Religious imagery was my bridge between Spain and Mexico, I approached the plaster figures, the artisanal work that fuels prayer to be seen under the light of candles, like the fretwork of Mitla. In my imagination they were the transition between the people I previously portrayed and the stones I photograph today.

180º: Another topic you could talk to us about is time in your photographs.
TC: The great virtue of stones is that they do not move. I photograph less and less, to give each of my works a greater amount of electricity. This is why I continue to work with film in my laboratory, to capitalize on as much magic as possible in each photograph. I work under the light of the moon with long exposures, I photograph buildings under construction by exposing the same photographic plate for years. I am fascinated by circumventing the time-space equation in my photographs, grouping everything under a single visual stimulus.

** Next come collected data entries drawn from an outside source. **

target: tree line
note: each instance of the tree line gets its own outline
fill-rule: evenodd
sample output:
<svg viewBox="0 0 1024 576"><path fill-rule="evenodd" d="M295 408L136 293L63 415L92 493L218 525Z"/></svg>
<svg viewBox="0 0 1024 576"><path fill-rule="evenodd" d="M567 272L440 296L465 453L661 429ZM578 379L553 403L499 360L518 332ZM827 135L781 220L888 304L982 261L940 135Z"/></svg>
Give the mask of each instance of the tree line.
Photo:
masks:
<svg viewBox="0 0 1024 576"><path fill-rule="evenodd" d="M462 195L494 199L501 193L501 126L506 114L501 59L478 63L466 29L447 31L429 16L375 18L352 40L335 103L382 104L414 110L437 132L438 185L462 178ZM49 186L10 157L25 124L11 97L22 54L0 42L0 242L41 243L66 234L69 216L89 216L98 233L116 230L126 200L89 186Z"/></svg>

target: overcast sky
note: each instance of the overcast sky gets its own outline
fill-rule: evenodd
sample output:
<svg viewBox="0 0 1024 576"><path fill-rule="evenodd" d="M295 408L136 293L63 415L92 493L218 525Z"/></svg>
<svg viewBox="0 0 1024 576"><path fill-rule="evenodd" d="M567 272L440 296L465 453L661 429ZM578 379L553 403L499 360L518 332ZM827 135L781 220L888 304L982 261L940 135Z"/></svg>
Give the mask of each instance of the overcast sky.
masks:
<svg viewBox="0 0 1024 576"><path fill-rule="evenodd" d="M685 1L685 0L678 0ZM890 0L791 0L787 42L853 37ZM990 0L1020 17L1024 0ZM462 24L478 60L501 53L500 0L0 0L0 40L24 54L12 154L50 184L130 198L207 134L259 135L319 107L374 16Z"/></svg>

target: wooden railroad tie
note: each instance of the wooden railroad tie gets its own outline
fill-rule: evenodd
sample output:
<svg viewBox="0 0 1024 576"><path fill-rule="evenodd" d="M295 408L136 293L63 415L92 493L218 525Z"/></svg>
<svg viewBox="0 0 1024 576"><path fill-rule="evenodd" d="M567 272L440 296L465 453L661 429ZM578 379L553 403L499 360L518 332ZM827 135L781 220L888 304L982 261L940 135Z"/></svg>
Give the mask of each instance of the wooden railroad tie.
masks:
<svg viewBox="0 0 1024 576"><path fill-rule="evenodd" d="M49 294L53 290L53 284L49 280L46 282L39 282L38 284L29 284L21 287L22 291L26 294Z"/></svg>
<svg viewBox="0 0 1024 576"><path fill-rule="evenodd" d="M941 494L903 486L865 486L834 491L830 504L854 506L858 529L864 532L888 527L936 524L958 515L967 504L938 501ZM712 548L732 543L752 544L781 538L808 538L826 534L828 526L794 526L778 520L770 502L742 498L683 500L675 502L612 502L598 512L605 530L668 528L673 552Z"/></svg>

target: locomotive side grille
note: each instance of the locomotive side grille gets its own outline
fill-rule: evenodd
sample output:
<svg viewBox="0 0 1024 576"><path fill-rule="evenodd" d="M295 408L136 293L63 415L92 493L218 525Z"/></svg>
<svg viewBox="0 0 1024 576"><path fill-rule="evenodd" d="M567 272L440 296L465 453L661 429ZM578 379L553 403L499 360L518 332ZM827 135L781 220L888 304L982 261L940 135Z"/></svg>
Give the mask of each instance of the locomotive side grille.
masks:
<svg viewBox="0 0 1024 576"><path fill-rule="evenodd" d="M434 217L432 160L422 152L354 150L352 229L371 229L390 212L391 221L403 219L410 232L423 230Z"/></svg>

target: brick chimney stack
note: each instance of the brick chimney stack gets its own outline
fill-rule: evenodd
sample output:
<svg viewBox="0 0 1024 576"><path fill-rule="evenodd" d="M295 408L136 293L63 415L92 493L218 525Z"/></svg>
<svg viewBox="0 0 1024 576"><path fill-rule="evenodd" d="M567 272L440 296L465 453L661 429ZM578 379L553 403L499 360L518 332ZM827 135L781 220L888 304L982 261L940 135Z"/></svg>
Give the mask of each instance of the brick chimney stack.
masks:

180º: What is your relationship with Mexico and with everything Mexican?
TC: Since I was a child I fantasized about coming to Mexico on a boat. In Mexico I was born again, I corrected a historical error: now I am a fish in water.

180º: An obligatory question: what do you think of the current context of photography? The thing about how “easy” taking photos has become, technology. How do you fit into this context?
TC: Today we are all photographers, it is enough to have a cell phone. Professional experience is no longer a value. It was not easy to adapt to that new circumstance at work, but if you survive, you understand that only the value of your specificity matters. I work with film to capitalize on error in the form of beautiful revelations.

180º: Do you think the function of photography has changed? Do you think photography has any function?
TC: In my opinion, the great virtue of photography is that it shows us life as a metaphor; like poetry, which is written so that the unknown manifests itself.



180º: Can you tell us a little about the projects you are working on lately?
TC: After three years of work in Teotihuacán, I am currently preparing the edition of said book and starting a new project in the Palenque site to photograph its palaces under the rain and electrical storms.